With the interior wall already fully disassembled, I then took great care with a tiny pick to remove every bit of bee sealant (propolis) from the LED sockets and the microphone hole. After reassembling the whole interior wall, adjusting the LED angles, and making a few more cleaning passes to try to get every trace of bee gunk off of the aluminum walls, I cleaned an accumulation of dust out of the underlying camera compartment containing the camera, microphone, and the bulk of other electronics. Then I reinstalled its interior wall and carefully sealed it.

At long last it was time to put the whole box back together again. That went smoothly enough, and the nice, clean box with fresh bedding material, adjusted lighting, and the elegant new beeswax coating on its interior woodwork, was hoisted back into its mount in the nest box tree.

The box is ready and waiting, so now all I need is for my pair of owls (or some other desperate pair) to choose it as a nest site. It may be too late to attract an initial nesting attempt in this part of the country, but I’d blame myself mightily for not trying, so at least I’m off that hook. Now we’ll wait and see if owls appear sometime in March. Nest Box Cam’ followers, cross your fingers, knock on wood, etc., because I’m certain that I should have done all of this at least a month ago, and, at this late stage, we either need last year’s pair to prove that they’re highly dedicated to this nest site, or we need luck.

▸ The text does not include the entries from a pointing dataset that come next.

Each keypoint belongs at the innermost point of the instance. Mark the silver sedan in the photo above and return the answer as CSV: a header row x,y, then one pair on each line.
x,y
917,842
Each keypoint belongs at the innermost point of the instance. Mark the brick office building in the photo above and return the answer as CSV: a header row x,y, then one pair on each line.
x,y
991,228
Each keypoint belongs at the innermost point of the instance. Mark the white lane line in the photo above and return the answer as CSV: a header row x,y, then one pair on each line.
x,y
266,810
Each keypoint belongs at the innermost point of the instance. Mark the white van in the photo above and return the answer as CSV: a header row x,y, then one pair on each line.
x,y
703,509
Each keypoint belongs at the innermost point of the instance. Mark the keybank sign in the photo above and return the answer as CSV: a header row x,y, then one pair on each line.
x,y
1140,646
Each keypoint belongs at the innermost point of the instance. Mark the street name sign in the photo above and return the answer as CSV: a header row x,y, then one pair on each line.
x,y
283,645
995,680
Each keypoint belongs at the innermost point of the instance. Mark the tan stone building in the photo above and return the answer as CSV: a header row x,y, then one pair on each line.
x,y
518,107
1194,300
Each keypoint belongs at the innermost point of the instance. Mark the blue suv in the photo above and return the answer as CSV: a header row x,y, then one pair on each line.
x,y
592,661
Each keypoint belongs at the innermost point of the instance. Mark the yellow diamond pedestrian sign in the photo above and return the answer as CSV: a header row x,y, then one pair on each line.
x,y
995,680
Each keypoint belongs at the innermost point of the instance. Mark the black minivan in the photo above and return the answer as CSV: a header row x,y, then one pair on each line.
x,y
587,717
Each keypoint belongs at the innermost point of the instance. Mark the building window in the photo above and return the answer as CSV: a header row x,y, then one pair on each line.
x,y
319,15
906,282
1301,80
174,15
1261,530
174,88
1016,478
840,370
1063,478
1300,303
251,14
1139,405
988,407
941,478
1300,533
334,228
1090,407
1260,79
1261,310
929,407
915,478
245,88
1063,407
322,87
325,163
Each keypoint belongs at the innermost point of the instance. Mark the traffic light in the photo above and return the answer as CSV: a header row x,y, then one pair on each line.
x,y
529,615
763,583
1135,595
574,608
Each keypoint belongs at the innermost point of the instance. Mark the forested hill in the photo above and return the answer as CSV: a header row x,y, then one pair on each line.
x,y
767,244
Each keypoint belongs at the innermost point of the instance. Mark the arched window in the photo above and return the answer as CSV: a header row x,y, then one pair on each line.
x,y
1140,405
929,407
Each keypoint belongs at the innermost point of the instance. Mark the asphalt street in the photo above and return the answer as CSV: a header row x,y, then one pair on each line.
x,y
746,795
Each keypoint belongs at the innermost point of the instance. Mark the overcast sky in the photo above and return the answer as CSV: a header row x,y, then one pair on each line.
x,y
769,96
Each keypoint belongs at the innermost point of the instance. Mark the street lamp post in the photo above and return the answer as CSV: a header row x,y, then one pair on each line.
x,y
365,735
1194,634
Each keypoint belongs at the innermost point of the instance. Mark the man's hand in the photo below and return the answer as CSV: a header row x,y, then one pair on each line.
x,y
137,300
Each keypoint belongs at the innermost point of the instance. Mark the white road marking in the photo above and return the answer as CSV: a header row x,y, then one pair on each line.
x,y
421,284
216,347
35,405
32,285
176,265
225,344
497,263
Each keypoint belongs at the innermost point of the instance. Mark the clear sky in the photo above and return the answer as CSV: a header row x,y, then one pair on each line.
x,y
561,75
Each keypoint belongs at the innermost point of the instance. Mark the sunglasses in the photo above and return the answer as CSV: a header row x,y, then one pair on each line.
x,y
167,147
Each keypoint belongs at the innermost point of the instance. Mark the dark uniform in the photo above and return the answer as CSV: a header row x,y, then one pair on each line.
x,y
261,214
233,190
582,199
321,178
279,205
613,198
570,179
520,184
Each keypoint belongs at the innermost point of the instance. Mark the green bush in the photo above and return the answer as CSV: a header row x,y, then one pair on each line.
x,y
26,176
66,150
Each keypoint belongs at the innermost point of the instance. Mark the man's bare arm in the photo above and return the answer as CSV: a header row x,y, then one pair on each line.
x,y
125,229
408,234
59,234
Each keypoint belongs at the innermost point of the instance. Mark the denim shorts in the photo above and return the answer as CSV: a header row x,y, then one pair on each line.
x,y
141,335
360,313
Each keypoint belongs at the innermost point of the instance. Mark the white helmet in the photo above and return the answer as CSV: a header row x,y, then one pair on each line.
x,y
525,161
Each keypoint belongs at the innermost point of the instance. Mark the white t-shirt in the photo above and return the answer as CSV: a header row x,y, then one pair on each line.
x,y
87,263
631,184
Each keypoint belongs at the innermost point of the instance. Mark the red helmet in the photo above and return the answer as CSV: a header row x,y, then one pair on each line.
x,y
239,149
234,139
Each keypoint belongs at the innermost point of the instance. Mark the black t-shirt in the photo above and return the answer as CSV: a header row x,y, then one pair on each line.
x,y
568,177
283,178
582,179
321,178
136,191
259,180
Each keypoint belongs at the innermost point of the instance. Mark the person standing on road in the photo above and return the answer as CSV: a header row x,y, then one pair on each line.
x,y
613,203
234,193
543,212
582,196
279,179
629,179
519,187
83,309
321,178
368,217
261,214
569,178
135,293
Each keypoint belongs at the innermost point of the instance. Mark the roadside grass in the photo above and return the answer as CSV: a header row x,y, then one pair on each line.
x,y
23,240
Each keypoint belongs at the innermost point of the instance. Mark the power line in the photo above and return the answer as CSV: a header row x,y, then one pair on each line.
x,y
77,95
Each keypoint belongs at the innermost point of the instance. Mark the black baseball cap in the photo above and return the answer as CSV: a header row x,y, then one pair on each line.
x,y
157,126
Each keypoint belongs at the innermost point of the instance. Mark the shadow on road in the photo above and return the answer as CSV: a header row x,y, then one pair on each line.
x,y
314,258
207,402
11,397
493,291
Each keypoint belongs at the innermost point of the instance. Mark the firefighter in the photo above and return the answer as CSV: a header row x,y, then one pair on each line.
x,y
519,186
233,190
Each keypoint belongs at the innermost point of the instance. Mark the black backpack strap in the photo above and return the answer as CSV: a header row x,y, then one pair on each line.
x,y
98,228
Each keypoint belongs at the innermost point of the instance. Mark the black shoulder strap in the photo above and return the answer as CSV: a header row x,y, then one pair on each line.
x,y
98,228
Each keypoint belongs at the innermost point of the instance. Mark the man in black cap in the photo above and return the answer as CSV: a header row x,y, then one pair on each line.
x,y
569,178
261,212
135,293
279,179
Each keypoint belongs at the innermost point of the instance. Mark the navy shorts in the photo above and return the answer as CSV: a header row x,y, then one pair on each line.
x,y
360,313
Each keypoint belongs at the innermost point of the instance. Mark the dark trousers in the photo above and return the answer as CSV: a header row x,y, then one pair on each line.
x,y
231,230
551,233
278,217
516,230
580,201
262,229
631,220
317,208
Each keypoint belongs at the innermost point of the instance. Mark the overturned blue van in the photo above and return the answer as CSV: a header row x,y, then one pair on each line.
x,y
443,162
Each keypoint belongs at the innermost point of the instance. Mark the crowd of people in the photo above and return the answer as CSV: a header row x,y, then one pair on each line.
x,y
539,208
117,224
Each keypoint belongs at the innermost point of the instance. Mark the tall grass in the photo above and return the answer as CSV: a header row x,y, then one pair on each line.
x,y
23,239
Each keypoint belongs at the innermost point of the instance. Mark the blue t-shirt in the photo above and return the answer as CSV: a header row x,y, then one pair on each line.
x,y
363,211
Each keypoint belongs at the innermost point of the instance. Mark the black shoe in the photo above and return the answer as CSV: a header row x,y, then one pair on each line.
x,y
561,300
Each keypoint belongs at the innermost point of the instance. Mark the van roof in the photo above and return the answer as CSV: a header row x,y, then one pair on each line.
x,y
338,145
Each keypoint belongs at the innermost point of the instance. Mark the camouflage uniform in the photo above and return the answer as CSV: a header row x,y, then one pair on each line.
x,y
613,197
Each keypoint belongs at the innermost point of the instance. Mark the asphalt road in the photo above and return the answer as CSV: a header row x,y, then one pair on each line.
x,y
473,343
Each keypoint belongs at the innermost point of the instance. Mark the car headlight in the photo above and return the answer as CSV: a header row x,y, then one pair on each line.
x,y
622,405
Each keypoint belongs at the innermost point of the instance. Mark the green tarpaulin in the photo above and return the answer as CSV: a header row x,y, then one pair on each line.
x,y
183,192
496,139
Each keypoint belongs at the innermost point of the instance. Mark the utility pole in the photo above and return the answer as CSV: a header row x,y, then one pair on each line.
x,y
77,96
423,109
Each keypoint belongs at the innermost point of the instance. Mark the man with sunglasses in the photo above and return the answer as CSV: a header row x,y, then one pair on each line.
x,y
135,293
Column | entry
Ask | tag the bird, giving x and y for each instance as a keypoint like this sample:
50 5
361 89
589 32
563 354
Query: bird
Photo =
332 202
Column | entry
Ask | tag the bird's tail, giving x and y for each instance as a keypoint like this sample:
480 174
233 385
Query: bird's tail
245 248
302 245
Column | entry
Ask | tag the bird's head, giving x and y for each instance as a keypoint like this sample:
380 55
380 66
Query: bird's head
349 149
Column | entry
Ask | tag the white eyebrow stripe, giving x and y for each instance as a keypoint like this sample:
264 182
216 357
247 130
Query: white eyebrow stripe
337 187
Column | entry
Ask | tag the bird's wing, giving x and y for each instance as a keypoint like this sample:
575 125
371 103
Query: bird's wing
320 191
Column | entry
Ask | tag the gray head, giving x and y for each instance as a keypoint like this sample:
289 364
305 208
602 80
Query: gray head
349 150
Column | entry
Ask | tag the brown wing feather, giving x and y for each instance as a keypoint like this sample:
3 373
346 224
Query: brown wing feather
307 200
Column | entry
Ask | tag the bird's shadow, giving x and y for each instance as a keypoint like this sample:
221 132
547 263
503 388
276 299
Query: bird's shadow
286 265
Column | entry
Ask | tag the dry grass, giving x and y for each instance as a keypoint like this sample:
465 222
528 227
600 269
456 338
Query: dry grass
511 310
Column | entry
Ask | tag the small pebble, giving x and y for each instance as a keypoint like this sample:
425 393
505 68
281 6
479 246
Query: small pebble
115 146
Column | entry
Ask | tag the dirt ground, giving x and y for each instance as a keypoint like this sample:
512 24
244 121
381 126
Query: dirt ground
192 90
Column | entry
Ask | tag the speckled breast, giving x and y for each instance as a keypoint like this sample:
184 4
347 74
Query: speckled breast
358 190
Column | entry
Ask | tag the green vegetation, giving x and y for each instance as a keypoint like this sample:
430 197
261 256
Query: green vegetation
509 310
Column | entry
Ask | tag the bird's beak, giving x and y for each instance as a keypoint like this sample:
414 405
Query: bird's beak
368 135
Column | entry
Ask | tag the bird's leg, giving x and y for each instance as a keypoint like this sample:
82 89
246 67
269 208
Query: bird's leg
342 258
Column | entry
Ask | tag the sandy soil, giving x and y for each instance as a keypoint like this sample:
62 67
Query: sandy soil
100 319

P.S. Now that I know how to kill invading bee swarms, I promise not to let the screech owl nest box be co-opted again. In the future, I’ll either have the swarm moved more-or-less immediately, or I’ll kill it shortly after arrival, before it can do any significant harm.

Sunday, February 27, 2011

Bee Removal Phase 2: The Smell of Honey and Death

Yesterday (Saturday), it was misting heavily when I would like to have begun the nest box cleanup, and, under those circumstances, just handling the plastic covered steel cable that runs through a block and tackle to raise and lower the box would have been a challenge. Also, I’d’ve either had to stifle in a rain suit, or be soaked during the time it would take to get the box down and begin the cleanup. So, cleaning didn’t start until this (Sunday) afternoon. As you may gather from the photos below, this won’t be a quick cleanup job. Unfortunately, time is of the essence, so I have to find some way to get it all done very soon.

Since it died in 2009 from the combined effects of the 2008 and 2009 droughts, the nest box tree has been falling apart more and more with every set of strong winds that move through the area. That didn’t get underway until the wood had had a chance to dry out and become brittle, which fortunately didn’t occur until after the 2010 nesting season, but it did begin occurring shortly after the bees had moved into the owl box in the Spring of 2010. Unfortunately, the work of cutting away major broken limbs could, it seemed to me, run the risk of provoking the bees, so I hadn’t attempted to remove any of the mess until now. Just cutting away enough of the broken limbs to clear the patches of ground beneath the tree where I needed to work was a major undertaking, so most of this mess remains as you see it above, prior to the start of today’s work.

The nest box on the ground and opened. The bees’ combs nearly fill the entire interior, and the layer of black material on the floor of the box is composed entirely of dead bees. The smell was strong and vile – a combination, I presume, of the cloying scent of a large amount of raw honey, and the odor of hundreds of dead bees. I had hoped that I could accomplish the removal of the combs with hand tools, starting with a small pruning saw to sever their connections to the ceiling. Unfortunately, they were well connected to the back wall, too, and that meant hand removal. For some reason, I'd expected the combs to be stiff, but, in fact, they turned out to be flexible, soggy, heavy, dripping with honey, and, of course, reeking with that smell I found so vile. That olfactory and tactile combination made for repugnant work. Just to make the experience perfect, the removal distributed honey throughout the interior of the box, adding an extra dimension to the mess I still have to clean-up.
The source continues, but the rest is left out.